Мне показалось тогда: его студеные серые глаза чуточку потеплели.
Осенью меня определили в гимназию, и я легко прошел испытания. Дали мне задаром тужурку, шапку, юфтевые сапоги и кожану сумку через плечо. На улице Керамичной в Хусте поселили меня на квартиру, где я и столовался за казенный счет. Профессор Матико, сразу полюбивший меня, однажды молвил: «Ты должен всячески благодарить пана Драга. То его заботами стелется тебе наука, добрый молодец».
А со временем тот же Матико, преподававший нам в гимназии историю и философию, рассказал и о самих Драгах.
Мадьярский король в 1332 году за верную службу наградил рыцаря Драга Хустским замком с прилегающими к нему землями. То был смелый полководец-рубака, его смуглое угрюмое лицо украшали рубцы. А норовом славился таким своенравным, что его и прозвали Драгом. По- румынски это означает черт. С тех пор пастбища вдоль соляного тракта называются драгами, и село тут приметное основали - Драгово. Твердой рукой правил своей доминой- имением тот властелин. Даже король побаивался крутого васала, часто с ним имел стычки. Пока наконец не приказал вышибить его из Хустской твердыни и вытеснить в румынские Карпаты. Так черный рыцарь отошел в безвестность, не семья его рассеялась по русинскому Мараморошу и Трансильвании. К тем Драгам волею судьбы прилепился и я.
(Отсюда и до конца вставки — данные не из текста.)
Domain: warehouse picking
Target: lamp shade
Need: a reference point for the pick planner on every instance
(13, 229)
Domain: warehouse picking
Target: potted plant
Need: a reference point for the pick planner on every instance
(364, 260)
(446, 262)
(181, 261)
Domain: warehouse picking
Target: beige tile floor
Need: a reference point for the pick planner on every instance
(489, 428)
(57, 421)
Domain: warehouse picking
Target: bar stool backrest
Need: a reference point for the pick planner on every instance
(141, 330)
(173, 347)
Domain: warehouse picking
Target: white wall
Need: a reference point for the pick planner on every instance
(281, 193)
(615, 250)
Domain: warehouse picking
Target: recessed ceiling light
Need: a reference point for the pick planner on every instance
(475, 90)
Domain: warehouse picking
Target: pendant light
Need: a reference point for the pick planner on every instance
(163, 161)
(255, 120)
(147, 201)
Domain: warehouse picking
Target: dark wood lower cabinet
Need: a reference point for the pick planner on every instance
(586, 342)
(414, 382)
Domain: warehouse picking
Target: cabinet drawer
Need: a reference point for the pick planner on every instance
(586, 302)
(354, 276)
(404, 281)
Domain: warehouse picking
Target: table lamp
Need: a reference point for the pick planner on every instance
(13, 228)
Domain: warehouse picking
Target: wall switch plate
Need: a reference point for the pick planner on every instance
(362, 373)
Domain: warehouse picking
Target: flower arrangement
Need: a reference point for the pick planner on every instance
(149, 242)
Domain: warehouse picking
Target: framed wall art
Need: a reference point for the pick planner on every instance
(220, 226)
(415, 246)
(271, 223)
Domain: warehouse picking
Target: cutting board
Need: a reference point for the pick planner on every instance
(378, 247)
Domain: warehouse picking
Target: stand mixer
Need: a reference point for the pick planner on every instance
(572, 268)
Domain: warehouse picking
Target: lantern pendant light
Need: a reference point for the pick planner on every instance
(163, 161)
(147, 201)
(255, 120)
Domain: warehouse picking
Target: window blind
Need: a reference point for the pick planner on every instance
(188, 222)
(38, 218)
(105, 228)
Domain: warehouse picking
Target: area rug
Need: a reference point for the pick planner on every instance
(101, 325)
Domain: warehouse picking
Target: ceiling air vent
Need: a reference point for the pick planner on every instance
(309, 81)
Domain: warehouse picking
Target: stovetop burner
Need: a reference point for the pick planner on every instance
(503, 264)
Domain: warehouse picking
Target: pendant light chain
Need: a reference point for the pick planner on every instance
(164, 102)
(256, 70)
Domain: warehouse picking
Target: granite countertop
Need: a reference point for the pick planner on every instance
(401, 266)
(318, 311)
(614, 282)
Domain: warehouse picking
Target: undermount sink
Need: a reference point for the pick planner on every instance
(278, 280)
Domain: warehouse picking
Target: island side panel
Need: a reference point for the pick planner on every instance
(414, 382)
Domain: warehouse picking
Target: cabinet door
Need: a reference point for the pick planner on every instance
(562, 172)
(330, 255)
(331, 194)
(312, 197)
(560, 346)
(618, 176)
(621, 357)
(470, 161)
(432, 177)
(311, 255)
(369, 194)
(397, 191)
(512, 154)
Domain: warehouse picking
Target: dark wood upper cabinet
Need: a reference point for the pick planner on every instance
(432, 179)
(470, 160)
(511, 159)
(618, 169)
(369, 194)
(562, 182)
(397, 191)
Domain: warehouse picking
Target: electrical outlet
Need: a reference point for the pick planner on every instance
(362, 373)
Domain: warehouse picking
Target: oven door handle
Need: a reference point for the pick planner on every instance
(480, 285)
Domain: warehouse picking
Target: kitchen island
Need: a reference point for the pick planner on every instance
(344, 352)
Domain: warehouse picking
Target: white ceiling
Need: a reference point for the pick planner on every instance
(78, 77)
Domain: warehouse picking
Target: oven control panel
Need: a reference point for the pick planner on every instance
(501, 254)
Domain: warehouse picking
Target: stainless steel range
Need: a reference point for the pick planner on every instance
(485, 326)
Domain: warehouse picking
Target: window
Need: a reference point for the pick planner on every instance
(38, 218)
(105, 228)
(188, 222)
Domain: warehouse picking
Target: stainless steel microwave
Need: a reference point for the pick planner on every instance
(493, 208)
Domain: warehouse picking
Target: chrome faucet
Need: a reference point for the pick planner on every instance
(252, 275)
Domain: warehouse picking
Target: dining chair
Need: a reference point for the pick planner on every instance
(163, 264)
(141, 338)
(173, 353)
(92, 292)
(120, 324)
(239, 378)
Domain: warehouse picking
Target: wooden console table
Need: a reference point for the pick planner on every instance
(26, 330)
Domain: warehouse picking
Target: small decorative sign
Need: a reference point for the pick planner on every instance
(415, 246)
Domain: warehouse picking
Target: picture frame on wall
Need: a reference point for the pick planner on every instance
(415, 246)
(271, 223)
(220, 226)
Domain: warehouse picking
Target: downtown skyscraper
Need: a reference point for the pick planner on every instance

С молодым профессором на вакации мы брали заплечники и отправлялись в пешее путешествие вокруг горы Мензул. Шагали по кременистому пути рядом с телегами, везущими из Шандрова соль и ропу. Эту дорогу в непролазних чащобах пробивали еще даки, наши пращури с голубыми глазами и воинственными сердцами, погубившие потом Римскую империю... Сворачивали мы на извилистые пешники-тропинки контрабандистов, ходивших за вод кой- миндрой в Сигот. Подседали к ватрам бокорашей, сплавлявших рекой дарабы-плоты в долину. Купались- раевали в Тисе, под ольховыми кустарниками ловили длинноротых марен с белыми усами. На берегах тут когда- то устремлялись в небо, как струны, высоченные тисы, с которых римляне и германцы тесали-строили храмы и корабли. А тепер с голых вершинок нам моргали под солнцем золотые луковицы церквушек. Пили мы и шипящий буркут - целебную воду из криницы, у которой останавливался сам цисарь-император Франц-Иосиф. Оттого и прозвали сие местечко Бовцарь. В мочаристых Кирешах миловали взгляд медянки (по-книжному нарциссы), словно белыми звездами упали с неба и пахучими покрывальцами соткали узор на всю долинную ширь.
«Вот, друг, она перед тобой - наша безымянная земля, - восторженно придыхал Матико. - Земля, которую один мудрый человек нарек Серебряной. Так нужны ли нам возле нее еще какие чужие золотые горы и молочные реки?»
Я отрицательно мотал головой. Меня не прельщала никакая чужбина.
Бульк-бульк-бульк...
Сладкую дремоту оборвала шишка, шлепнувшись в мою купель. Я вылущил из нее пяток орешков и с вожделением сжевал - первую трапезу сего дня. Зачерпнул горстью воды - она отдавала нефтью, которую бабка советовала мне глотать, когда покалывало в животе. Черная вода будто высосала из меня смертельную усталость, хворая рука, хоть и слабо, но поддавалась. Может, багодаря медведю, тронувшему меня лапой, а может, кость стала на место, когда я кувыркался вниз? Так все хорошо свершилось. Пожалуй, медведь с того поднебесья не слезет сюда.